Installing Linux on a Dead Badger (Book)
Reviewed by Scott A. Johnson
Written by Lucy A. Snyder
Published by Creative Guy Publishing
Horror and humor often go hand-in-hand. Following that logic, so do horror and satire. Don't believe me? What do you think Romero's Dawn of the Dead (the original, not the crappy remake) was really about? Yes, for as long as horror has been a genre, writers and filmmakers have used monsters to portray everything that's wrong in the world. Blood-sucking lawyers become vampires, emotionally castrating women become harpies, etc. Following in the footsteps of Romero comes Lucy A. Snyder, with her contribution: The Tech-Zombie. If, like me, you've ever wondered what goes on behind the scenes in the Information Technology departments of large corporations, this book will either open your eyes to new possibilities, or just confirm what you've suspected all along.
Installing Linux on a Dead Badger is actually a collection. One part tech manual, eight parts articles, and three parts short stories, it skewers the world of tech support and IT with tongue firmly planted in cheek. Witness the first section, the title portion of the book. Inspired by a 2004 message left on an E2 message board, this handy set of instructions tells you not only the best way to install an operating system on a recently deceased critter, but also tells you which of the fuzzy buggers it works best on. It also gives you the handy advice that, should there be no badger available for your cyber-necromantic needs, a European Otter or even a Hairy-nosed Wombat will suffice.
Moving on, the reader finds the first in a series of articles that show the tech world for what it really is: black magic and bullshit. Oh sure, the first article documents an alarming rise in Linux-based gangs of street thugs, but the second deals with the forces of darkness and the networks being used in corporations. "Cybermancy," as it is called, is a new technology that allows company big-wigs to continue oppressing their employees, even after they are dead! By communing with the Great Old Ones (read Lovecraft if you don't know what I'm talking about), and allowing the random sacrificing of a few unnecessary employees, corporations are able to communicate faster than ever, through the netherworld.

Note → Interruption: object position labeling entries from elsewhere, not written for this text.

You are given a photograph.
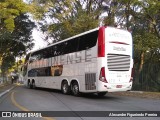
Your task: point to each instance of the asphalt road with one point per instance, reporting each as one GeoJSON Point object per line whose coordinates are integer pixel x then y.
{"type": "Point", "coordinates": [23, 99]}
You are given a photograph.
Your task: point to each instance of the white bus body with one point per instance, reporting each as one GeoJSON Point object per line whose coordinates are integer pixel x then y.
{"type": "Point", "coordinates": [97, 61]}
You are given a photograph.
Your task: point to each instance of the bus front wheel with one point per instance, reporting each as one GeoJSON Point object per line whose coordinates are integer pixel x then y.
{"type": "Point", "coordinates": [101, 94]}
{"type": "Point", "coordinates": [65, 88]}
{"type": "Point", "coordinates": [30, 85]}
{"type": "Point", "coordinates": [75, 89]}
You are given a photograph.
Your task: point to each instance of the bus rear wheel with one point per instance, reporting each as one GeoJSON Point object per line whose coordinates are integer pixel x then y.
{"type": "Point", "coordinates": [65, 88]}
{"type": "Point", "coordinates": [101, 94]}
{"type": "Point", "coordinates": [30, 85]}
{"type": "Point", "coordinates": [75, 89]}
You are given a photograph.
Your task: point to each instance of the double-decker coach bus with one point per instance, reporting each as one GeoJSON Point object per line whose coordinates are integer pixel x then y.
{"type": "Point", "coordinates": [97, 61]}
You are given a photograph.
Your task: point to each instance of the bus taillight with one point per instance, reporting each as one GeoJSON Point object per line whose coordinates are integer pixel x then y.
{"type": "Point", "coordinates": [101, 42]}
{"type": "Point", "coordinates": [102, 76]}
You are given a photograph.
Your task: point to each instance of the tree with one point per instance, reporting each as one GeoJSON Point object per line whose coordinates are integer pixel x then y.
{"type": "Point", "coordinates": [10, 9]}
{"type": "Point", "coordinates": [69, 17]}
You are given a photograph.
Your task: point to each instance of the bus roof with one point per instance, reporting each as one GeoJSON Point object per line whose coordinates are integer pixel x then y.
{"type": "Point", "coordinates": [70, 38]}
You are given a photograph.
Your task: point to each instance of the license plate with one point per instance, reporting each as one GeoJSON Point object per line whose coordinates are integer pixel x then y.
{"type": "Point", "coordinates": [119, 86]}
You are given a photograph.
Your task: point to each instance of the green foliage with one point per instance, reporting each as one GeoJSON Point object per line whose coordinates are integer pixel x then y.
{"type": "Point", "coordinates": [9, 9]}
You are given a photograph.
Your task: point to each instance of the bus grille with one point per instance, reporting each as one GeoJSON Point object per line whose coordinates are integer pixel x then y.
{"type": "Point", "coordinates": [118, 62]}
{"type": "Point", "coordinates": [90, 79]}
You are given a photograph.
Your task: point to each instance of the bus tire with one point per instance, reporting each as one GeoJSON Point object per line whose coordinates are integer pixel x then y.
{"type": "Point", "coordinates": [65, 87]}
{"type": "Point", "coordinates": [101, 94]}
{"type": "Point", "coordinates": [33, 85]}
{"type": "Point", "coordinates": [30, 84]}
{"type": "Point", "coordinates": [75, 89]}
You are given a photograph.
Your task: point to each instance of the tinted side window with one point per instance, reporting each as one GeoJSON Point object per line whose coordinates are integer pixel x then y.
{"type": "Point", "coordinates": [88, 41]}
{"type": "Point", "coordinates": [71, 46]}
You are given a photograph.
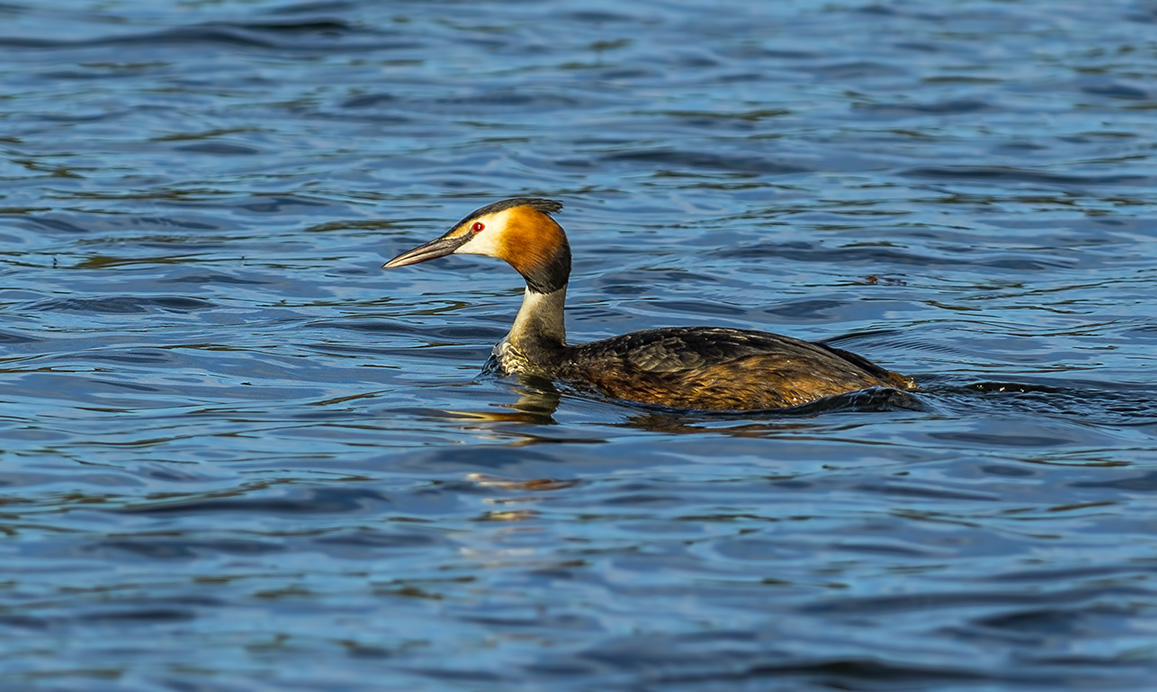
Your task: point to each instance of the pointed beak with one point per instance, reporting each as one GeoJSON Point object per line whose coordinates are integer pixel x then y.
{"type": "Point", "coordinates": [432, 250]}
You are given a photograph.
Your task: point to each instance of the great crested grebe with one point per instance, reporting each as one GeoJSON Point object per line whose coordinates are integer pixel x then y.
{"type": "Point", "coordinates": [684, 367]}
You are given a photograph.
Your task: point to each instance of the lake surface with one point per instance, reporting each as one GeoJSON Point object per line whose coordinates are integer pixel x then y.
{"type": "Point", "coordinates": [240, 456]}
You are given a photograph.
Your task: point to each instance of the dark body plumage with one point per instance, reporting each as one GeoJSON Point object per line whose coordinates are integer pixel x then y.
{"type": "Point", "coordinates": [698, 367]}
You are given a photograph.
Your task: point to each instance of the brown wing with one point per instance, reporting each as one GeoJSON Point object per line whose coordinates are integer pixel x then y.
{"type": "Point", "coordinates": [722, 369]}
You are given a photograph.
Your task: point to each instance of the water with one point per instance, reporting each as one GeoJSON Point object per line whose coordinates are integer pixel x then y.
{"type": "Point", "coordinates": [237, 455]}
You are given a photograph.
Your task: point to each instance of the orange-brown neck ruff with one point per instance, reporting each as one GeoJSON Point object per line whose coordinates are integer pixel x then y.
{"type": "Point", "coordinates": [536, 247]}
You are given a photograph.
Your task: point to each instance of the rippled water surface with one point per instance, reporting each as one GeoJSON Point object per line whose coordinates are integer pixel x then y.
{"type": "Point", "coordinates": [237, 455]}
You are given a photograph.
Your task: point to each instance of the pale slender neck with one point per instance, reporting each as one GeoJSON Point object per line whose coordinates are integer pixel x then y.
{"type": "Point", "coordinates": [539, 322]}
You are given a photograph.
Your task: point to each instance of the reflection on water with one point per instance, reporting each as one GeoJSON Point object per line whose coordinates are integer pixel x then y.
{"type": "Point", "coordinates": [238, 455]}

Following are articles concerning the hidden dangers of the new trend of "faery-cats," and an enlightening piece detailing the reasoning behind corporations hiring zombies instead of live people. As stated simply in the title, "Dead men don't need coffee breaks." Anyone who has ever called tech support for anything has had the same mental image: A room full of somnambulistic creatures reading scripts with little light, often chained to their desks. This article cements that image. There are also articles about families who volunteer their deceased to go to work for a signing bonus, corporate vampires, and even an expose about living unemployed who act like zombies just to find jobs. Perhaps the most revealing article is about the subject of trolls. You know, those idiots that have nothing better to do than start flame-wars on message boards? According to this article, they're not "trolling for trouble," but are in fact real trolls that get sexual pleasure from their own idiotic diatribes. Makes perfect sense to me.
The final three sections are short stories. The first, "The Great VuDu Linux Teen Zombie Massacre" is not only a well-written horror gem, but also details how installing Linux on a dead badger can save the lives of anyone who is in the unfortunate position of being holed up in a shed with hordes of brain-hungry zombies trying to get them. Installing the OS on the dead critter makes it into one ferocious zombie-attacking machine, controlable from any OS 9 or above Mac laptop. The second story, "Wake Up Naked Monkey You're Going to Die," is an equally well-written slice of time in which the readers get to visit the final moments of a pair of unfortunates who are about to be sacrificed to a giant, outer-space dwelling, big jiggly sonic death slug. Nope, not kidding about that one. The final entry in this volume, "In the Shadow of the Fryolator," is a Lovecraftian case of mistaken identity involving a squid, a short-order cook, and the french-fry cooker. Sure, you can see this one coming, but it's still one darned entertaining read.
So for whom is this book intended? Horror fans? Check. Techno-geeks? Double check. Humorists? Check with a gold star by it. Anyone who's ever suspected that the tech-nerds in our offices are full of crap and have, in fact, made deals with some dark power to get their jobs done? Ding ding ding! We have a winner!